UNESCO World Heritage Site
- Designated: 1999
- Part of: Archaeological Sites of Mycenae and Tiryns
- Reference no.: 941

= Kato Phournos tholos =

Bronze Age tholos tomb at Mycenae, Greece

The Kato Phournos tholos (Note: Κάτω Φούρνος. The tomb was initially named the "Oleander Tomb" by its British excavators. The name "Kato Phournos", as with that of the nearby Epano Phournos (lit. 'Upper Lime-Kiln'), originated from the mistaken identification of the tomb's ruins for a lime-kiln.) is a Mycenaean tholos tomb at the Bronze Age site of Mycenae in southern Greece. It is one of the earliest tholos tombs (tholoi) at the site, dating to the Late Helladic IIA period (c. 1635/1600). Like other examples of the type, it consisted of a round burial chamber surmounted by a corbelled roof, itself entered by a narrow rectangular passage known as the dromos. It is situated on the west side of the Panagia Ridge, approximately 600 m west of the settlement.
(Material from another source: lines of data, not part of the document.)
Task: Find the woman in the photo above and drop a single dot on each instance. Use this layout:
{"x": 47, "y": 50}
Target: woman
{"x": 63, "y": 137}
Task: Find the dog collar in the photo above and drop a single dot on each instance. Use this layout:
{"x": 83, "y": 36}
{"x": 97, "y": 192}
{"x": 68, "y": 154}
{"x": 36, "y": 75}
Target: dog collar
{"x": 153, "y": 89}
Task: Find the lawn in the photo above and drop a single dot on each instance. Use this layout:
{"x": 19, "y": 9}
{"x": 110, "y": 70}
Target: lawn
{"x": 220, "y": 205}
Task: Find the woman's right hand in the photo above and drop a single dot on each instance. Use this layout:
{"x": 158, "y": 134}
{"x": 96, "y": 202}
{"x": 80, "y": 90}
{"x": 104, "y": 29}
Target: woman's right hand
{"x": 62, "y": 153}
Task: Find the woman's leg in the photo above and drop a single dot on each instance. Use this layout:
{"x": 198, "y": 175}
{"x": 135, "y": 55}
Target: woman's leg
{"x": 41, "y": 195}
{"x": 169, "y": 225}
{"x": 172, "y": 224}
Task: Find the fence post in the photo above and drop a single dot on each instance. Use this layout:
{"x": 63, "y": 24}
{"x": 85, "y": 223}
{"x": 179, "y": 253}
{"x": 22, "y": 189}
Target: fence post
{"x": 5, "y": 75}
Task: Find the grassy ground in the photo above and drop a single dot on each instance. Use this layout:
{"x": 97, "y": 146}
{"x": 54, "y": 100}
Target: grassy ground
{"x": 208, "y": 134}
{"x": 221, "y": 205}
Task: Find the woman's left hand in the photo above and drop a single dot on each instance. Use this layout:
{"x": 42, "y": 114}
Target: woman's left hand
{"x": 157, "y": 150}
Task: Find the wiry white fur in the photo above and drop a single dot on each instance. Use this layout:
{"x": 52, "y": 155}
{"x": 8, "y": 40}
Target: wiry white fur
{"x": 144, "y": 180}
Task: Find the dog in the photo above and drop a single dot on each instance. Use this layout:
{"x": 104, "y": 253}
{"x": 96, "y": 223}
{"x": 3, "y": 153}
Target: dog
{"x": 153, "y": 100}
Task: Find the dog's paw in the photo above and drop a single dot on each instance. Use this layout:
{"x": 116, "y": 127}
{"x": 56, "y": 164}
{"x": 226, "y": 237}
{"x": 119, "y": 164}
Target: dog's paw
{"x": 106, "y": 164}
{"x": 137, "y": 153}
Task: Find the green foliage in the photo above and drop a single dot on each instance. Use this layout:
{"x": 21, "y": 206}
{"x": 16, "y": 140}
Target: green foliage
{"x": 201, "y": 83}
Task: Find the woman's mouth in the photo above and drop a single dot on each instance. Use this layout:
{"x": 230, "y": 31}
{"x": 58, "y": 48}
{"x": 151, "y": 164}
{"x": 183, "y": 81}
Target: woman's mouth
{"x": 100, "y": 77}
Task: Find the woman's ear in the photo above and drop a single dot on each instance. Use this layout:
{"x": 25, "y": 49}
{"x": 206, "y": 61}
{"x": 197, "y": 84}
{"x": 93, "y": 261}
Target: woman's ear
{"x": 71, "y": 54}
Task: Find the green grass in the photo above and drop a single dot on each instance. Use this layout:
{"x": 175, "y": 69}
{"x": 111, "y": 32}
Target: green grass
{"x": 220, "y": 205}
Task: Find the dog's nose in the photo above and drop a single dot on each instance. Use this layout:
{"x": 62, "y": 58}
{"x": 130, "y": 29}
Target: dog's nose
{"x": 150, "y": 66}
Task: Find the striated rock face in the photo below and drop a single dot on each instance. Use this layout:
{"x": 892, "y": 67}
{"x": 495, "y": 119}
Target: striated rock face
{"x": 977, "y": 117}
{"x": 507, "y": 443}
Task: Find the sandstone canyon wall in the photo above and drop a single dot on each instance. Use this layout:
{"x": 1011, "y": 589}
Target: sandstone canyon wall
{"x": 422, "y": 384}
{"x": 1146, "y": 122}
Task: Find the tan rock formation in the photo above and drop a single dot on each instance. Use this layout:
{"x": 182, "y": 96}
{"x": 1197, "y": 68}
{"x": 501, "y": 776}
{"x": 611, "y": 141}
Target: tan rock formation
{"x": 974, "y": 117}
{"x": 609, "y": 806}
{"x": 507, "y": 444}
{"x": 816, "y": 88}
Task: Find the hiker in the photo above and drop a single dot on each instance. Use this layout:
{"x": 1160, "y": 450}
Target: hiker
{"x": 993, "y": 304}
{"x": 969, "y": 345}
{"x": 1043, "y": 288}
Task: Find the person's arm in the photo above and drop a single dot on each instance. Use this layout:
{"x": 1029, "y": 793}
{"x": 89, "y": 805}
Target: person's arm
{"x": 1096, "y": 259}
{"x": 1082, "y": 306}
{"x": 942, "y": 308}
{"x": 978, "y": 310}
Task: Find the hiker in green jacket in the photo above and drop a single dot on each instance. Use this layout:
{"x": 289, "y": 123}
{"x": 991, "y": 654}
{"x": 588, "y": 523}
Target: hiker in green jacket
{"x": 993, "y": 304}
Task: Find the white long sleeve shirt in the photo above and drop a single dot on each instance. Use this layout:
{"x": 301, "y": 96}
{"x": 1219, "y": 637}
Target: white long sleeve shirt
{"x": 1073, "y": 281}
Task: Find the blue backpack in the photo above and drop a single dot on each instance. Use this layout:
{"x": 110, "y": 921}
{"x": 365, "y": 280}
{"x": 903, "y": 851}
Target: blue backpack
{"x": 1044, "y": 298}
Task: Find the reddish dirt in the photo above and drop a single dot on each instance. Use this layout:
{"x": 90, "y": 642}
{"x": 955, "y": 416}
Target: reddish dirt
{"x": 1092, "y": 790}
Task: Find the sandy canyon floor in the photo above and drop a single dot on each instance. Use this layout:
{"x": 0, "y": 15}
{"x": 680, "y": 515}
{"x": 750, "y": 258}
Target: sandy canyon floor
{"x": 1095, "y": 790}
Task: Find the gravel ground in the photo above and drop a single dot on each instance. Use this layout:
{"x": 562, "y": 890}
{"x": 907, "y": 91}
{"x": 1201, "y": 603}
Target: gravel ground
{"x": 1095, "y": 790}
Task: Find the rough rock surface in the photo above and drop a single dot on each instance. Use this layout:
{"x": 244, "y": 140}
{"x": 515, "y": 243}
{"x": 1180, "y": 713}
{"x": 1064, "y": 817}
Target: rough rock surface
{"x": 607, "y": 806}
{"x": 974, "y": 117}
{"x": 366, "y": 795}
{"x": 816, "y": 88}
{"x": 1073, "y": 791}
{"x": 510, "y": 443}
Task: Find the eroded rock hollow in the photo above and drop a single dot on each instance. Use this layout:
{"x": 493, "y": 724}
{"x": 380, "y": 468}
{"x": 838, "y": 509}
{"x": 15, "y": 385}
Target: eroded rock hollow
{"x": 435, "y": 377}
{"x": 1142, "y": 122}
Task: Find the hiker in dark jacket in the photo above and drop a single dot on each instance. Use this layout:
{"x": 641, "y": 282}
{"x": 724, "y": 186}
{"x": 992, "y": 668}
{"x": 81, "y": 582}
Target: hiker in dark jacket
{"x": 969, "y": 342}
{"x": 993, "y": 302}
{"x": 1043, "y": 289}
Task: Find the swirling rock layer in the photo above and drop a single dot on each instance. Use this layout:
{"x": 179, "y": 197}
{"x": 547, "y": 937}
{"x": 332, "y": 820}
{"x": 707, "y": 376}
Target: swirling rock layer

The tomb was lined with ashlar masonry and contains a large burial pit in its chamber. It was looted in antiquity, and noted by early travellers to Mycenae. It was first recorded by the antiquary William Gell following a visit to Mycenae in 1805, though Gell mistook it for the remains of a gate. It was excavated by Christos Tsountas in 1893 and by Alan Wace, who also re-examined Tsountas's spoil heaps, in 1922. Finds from the tomb included the remains of several Palace Style storage jars (amphorae), made on Minoan Crete and approximately contemporary with the tomb's construction, as well as several fragments of Mycenaean pottery which postdated it, and a large number of female terracotta figurines from the archaic period (c. 700 – 479 BCE).

==Description==
The Kato Phournos tholos is a Mycenaean tholos tomb.

During the Late Bronze Age, a total of nine tholoi were constructed at Mycenae. The Kato Phournos tomb dates to the Late Helladic IIA period (c. 1635/1600), the first period in which the tombs were constructed at the site. It is located approximately 600 m west of the settlement, on the western slope of the Panagia Ridge.

The tomb's dromos is 12 m long and 3 m wide, and was lined with blocks of poros stone cut and dressed with hammers and chisels into ashlar masonry. The stomion is 4 m high, 2 m wide, and 4 m deep, and constructed largely of blocks of coglomerate. The chamber is 10 m in diameter; Alan Wace, who investigated the tomb in 1922, estimated its original height as about 9 m. The chamber contains a large burial-pit, approximately 5 by 2 m in area and 1 m deep, which follows the southwest part of the wall. The floor of the tomb is cut from the rock, and covered in the stomion and chamber with a layer of cement.

== Archaeological investigations ==

Plan of the tomb, made by Piet de Jong under the direction of Alan Wace in 1920–1922

The existence of the Kato Phournos tholos was known before the first major excavations at Mycenae, led by Heinrich Schliemann and Panagiotis Stamatakis, in 1876. (Note: Antonaccio 1995. On Stamatakis, see Vasilikou 2011.) The first recorded sighting of it was made by the antiquary William Gell, who visited Mycenae in 1805, though he mistook it (and the nearby Epano Phournos tomb) for gates. It was also noted by the scientific delegation of the French Morea expedition, which visited Greece in 1829.

As with the other tholoi at Mycenae, the Kato Phournos tholos was not discovered intact, but had been looted in antiquity. It was excavated by Christos Tsountas in 1893; he recovered a large number of terracotta female figurines, dating to the archaic period (c. 700 – 479 BCE). (Note: Wace 1923; Antonaccio 1995. For the absolute dates, see Whitley 2001.) (Note: Wace gives the figurines as having the inventory number 3071 in the National Archaeological Museum of Athens: this number is in fact attached to part of a Mycenaean phi-type figurine.) In 1922, Wace re-excavated the tomb's dromos and chamber, and investigated Tsountas's spoil heaps, though he did not excavate the grave-pit through lack of time. He discovered another archaic terracotta female figurine in the dromos. Other finds in the dromos consisted of seventeen sherds of Palace Style storage jars (amphorae), made on Crete and contemporary with the Late Helladic II period (c. 1635/1600); two fragments of small cups, dating to the Late Helladic II; and fifty other sherds of Late Helladic material, mostly dating to the Late Helladic III period (c. 1420/1410). (Note: Wace 1923. For the absolute dates, see Manning 2010.)

In the chamber, Wace excavated two further sherds from Palace Style amphorae, one of which originally came from the same vessel as some of those in the dromos, and a small piece of a Late Helladic II vase. In Tsountas's spoil heaps, he additionally discovered sixteen more sherds from Palace Style amphorae, twenty-eight fragments of small Late Helladic II vessels, six fragments of coarseware that he considered to date to the Late Helladic II, and sixty-one additional sherds from the Late Helladic, mostly dated to the Late Helladic III. In his notebook, Wace recorded finding three additional sherds: he considered these to have been made after the Mycenaean period, and Carla Antonaccio suggests that they may have been Protocorinthian (c. 720) and classical (c. 480) in date. (Note: Antonaccio 1995. For the absolute dates, see Hasaki 2021 and Sparkes 1991.)